Supplement to Inductive Logic
The Effect on EQI of Partitioning the Outcome Space More Finely—Including Proof of the Nonnegativity of EQI
Given some experiment or observation (or series of them) c, is there any special advantage to parsing the space of possible outcomes O into more alternatives rather than fewer alternatives? Couldn't we do as well at evidentially evaluating hypotheses by parsing the space of outcomes into just a few alternatives—e.g., one possible outcome that h_{i} says is very likely and h_{j} says is rather unlikely, one that h_{i} says is rather unlikely and h_{j} says is very likely, and perhaps a third outcome on which h_{i} and h_{j} pretty much agree? The answer is “No !”. Parsing the space of outcomes into a larger number of empirically distinct possible outcomes always provides a better measure of evidential support.
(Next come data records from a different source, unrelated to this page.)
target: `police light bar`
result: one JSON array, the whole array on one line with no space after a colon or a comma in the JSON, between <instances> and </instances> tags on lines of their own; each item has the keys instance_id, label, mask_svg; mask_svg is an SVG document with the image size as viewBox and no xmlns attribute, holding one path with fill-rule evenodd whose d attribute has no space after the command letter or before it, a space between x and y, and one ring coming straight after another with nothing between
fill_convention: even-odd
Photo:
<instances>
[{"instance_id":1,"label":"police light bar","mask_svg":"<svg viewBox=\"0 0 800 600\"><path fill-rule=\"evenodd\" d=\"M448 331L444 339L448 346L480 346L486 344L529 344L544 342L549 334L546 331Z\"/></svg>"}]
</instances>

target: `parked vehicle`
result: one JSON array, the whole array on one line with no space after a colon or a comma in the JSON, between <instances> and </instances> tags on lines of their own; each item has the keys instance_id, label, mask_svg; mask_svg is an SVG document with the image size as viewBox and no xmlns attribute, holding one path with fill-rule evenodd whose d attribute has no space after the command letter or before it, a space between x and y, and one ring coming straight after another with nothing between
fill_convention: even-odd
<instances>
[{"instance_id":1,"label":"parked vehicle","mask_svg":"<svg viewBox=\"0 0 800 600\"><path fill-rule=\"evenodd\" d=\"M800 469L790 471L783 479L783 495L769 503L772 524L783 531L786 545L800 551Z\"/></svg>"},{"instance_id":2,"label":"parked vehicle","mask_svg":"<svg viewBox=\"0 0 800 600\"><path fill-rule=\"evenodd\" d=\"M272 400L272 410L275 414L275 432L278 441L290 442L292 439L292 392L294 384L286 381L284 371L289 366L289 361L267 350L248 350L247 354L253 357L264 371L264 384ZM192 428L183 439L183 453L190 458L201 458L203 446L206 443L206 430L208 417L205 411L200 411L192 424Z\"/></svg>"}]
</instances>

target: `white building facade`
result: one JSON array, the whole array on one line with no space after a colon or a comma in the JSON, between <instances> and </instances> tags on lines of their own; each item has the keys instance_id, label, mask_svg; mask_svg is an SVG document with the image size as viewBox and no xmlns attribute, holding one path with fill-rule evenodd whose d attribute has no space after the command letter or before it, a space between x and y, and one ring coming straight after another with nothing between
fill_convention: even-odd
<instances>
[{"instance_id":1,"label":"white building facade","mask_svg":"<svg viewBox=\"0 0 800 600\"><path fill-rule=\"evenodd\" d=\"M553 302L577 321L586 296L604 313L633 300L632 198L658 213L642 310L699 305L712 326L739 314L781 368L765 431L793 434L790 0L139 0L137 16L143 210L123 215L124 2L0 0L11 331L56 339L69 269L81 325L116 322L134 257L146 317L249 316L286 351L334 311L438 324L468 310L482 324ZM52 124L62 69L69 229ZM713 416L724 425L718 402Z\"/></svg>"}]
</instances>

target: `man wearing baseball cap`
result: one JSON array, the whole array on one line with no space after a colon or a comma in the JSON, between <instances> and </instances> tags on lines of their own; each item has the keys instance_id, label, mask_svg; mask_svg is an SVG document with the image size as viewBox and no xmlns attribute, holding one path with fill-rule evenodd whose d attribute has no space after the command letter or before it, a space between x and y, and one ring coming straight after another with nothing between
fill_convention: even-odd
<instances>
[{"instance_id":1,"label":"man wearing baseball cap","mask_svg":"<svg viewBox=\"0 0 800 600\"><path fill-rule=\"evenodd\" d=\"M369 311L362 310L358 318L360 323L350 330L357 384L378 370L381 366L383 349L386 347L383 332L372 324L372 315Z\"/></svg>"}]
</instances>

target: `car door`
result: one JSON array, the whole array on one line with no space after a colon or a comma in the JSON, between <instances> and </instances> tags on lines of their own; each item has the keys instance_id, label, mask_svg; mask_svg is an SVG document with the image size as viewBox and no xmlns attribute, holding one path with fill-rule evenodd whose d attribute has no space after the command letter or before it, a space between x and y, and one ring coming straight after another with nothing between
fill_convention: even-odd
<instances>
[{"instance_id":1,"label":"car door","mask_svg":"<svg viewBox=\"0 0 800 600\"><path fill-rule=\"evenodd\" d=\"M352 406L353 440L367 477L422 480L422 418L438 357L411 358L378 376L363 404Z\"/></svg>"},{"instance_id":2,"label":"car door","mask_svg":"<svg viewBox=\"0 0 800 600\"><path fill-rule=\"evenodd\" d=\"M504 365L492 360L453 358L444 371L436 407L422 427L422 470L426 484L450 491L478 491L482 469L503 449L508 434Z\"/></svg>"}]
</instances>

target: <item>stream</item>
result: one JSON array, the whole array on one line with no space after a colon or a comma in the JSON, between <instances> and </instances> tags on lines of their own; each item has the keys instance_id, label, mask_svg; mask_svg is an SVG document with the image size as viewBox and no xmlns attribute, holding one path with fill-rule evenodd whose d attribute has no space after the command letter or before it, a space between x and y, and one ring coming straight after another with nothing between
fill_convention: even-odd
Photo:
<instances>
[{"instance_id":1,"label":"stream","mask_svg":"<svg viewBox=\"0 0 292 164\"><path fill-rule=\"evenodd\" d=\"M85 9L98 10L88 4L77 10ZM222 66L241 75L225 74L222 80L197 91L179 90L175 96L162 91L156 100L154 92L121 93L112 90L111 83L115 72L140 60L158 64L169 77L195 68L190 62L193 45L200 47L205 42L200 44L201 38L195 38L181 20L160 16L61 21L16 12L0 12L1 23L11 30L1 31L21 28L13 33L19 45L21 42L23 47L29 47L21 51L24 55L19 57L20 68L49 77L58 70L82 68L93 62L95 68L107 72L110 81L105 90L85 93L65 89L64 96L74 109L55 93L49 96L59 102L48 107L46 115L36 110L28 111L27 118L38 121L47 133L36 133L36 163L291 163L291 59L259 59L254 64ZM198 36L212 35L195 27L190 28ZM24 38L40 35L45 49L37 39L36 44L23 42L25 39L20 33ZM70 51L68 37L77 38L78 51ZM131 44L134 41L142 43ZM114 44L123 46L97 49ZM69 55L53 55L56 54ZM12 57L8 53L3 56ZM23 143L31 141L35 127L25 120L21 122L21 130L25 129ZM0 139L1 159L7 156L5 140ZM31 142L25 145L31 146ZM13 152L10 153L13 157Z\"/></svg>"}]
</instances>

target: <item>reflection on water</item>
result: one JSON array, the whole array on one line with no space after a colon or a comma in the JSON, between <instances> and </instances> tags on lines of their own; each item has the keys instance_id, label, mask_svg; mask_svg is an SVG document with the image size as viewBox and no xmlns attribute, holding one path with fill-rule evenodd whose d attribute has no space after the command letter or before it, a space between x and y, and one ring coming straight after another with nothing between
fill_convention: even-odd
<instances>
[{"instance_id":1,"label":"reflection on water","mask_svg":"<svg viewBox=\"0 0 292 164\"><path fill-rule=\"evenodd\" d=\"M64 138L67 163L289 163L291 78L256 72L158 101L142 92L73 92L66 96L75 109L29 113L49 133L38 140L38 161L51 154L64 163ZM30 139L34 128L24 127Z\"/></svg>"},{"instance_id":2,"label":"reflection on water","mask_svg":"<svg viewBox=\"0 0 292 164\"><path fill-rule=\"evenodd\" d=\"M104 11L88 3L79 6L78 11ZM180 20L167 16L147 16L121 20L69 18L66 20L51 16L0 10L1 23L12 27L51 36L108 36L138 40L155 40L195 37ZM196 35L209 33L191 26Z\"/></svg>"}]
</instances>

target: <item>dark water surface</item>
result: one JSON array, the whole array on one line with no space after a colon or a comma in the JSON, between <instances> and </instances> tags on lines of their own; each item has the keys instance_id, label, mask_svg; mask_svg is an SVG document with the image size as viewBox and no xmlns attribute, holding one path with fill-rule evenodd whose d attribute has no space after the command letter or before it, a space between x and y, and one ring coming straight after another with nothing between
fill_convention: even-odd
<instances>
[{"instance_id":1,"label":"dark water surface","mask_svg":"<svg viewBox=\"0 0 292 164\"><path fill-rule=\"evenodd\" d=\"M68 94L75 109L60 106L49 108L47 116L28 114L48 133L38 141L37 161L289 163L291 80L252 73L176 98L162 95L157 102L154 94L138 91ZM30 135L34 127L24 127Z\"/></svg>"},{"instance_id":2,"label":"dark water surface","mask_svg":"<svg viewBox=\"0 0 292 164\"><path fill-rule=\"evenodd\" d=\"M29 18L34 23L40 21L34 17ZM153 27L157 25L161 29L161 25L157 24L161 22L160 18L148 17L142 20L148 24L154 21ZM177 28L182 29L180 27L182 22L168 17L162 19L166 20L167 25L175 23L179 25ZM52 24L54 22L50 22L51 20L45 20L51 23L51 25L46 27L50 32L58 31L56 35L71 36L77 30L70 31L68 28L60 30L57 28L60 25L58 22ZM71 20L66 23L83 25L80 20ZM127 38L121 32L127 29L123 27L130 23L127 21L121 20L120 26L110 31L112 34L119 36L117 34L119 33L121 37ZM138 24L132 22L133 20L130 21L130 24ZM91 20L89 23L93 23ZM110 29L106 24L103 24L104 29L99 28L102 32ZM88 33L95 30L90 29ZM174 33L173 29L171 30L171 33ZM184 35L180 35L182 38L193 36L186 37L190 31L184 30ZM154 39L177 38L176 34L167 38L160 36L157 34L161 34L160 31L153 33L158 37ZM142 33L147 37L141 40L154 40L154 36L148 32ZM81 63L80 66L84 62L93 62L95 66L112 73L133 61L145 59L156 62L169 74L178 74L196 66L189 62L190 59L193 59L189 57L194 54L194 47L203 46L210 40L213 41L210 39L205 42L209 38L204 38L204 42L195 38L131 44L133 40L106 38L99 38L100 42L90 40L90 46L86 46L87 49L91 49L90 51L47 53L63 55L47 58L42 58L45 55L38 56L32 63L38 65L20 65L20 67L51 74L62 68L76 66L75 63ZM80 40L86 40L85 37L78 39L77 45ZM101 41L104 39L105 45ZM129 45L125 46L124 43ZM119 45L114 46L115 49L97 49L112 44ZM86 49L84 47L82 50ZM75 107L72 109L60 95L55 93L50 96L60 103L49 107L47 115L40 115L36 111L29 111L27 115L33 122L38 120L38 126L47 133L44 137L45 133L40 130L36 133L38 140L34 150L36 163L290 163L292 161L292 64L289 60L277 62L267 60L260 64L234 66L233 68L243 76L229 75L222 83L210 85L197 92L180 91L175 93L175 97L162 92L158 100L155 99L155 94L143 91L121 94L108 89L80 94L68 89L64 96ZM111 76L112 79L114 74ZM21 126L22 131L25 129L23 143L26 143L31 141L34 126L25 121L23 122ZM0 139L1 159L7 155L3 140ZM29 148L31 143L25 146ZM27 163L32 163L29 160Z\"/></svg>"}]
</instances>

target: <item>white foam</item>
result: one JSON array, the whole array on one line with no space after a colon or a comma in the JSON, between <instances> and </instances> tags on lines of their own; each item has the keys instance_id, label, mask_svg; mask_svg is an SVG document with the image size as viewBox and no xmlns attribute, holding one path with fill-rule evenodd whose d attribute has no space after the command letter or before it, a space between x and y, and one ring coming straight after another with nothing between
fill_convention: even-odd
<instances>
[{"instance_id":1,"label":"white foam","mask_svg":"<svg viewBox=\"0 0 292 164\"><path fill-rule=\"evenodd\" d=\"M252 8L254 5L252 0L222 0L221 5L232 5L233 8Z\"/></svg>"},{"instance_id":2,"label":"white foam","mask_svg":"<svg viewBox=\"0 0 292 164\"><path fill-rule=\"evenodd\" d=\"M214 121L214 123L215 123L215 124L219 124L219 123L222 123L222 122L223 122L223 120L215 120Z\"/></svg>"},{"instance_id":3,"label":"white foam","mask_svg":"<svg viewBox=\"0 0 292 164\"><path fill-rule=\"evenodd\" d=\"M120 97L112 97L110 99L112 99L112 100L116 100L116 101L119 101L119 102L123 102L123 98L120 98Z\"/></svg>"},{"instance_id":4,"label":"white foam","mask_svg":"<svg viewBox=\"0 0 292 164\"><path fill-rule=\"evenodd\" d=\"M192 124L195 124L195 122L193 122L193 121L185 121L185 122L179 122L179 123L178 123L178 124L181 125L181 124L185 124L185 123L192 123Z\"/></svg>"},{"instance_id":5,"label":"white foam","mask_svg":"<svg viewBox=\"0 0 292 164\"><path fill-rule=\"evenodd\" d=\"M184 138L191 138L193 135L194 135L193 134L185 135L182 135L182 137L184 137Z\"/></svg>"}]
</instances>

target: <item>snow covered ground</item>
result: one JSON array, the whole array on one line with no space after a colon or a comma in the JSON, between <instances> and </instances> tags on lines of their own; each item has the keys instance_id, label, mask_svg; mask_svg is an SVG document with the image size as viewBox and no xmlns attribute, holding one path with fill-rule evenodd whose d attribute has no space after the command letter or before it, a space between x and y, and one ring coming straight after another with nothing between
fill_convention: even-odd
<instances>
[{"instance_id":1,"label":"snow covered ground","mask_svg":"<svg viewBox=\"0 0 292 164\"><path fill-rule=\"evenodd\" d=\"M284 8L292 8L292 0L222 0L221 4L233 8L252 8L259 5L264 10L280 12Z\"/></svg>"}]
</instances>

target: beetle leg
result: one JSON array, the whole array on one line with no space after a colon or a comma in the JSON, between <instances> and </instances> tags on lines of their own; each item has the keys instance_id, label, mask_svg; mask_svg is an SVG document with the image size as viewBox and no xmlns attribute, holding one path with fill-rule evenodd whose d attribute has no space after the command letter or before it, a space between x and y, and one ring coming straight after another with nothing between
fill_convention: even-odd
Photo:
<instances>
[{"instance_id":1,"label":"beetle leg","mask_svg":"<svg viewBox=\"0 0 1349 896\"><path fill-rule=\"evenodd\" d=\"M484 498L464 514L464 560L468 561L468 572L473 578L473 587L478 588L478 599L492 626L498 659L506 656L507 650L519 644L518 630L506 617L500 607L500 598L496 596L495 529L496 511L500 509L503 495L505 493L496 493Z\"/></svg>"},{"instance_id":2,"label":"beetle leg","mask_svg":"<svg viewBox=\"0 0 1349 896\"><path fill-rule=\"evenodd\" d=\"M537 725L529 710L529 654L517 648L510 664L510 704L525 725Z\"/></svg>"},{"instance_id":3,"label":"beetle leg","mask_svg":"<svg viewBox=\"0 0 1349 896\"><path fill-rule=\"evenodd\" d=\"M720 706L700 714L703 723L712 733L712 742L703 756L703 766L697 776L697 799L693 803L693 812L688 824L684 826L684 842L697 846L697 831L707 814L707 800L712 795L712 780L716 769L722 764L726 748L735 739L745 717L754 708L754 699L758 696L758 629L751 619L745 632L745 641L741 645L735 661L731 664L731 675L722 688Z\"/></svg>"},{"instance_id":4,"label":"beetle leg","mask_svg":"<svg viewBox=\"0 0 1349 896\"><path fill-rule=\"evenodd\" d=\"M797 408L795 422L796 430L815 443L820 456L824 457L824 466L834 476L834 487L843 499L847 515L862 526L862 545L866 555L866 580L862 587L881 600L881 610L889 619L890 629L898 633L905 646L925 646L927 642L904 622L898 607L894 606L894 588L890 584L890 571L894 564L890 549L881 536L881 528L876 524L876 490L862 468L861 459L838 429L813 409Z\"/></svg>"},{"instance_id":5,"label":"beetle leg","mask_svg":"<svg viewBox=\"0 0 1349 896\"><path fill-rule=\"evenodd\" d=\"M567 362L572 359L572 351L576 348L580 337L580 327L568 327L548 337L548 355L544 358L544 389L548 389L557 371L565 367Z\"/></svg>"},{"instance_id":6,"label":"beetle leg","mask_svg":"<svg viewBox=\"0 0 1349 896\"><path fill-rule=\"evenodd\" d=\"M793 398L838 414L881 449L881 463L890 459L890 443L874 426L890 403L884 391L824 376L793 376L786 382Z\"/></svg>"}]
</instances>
To see this intuitively, suppose some outcome description o can be parsed into two distinct outcome descriptions, o_{1} and o_{2}, where o is equivalent to (o_{1}∨o_{2}), and suppose that h_{i} differs from h_{j} much more on the likelihood of o_{1} than on the likelihood of o_{2}. Then, intuitively, when o is found to be true, whichever of the more precise descriptions, o_{1} or o_{2}, is true should make a difference as to how strong the comparative support for the two hypotheses turns out to be. Reporting whichever of o_{1} or o_{2} occurs will be more informative than simply reporting o. That is, if the outcome of the experiment is only described as o, relevant information is lost.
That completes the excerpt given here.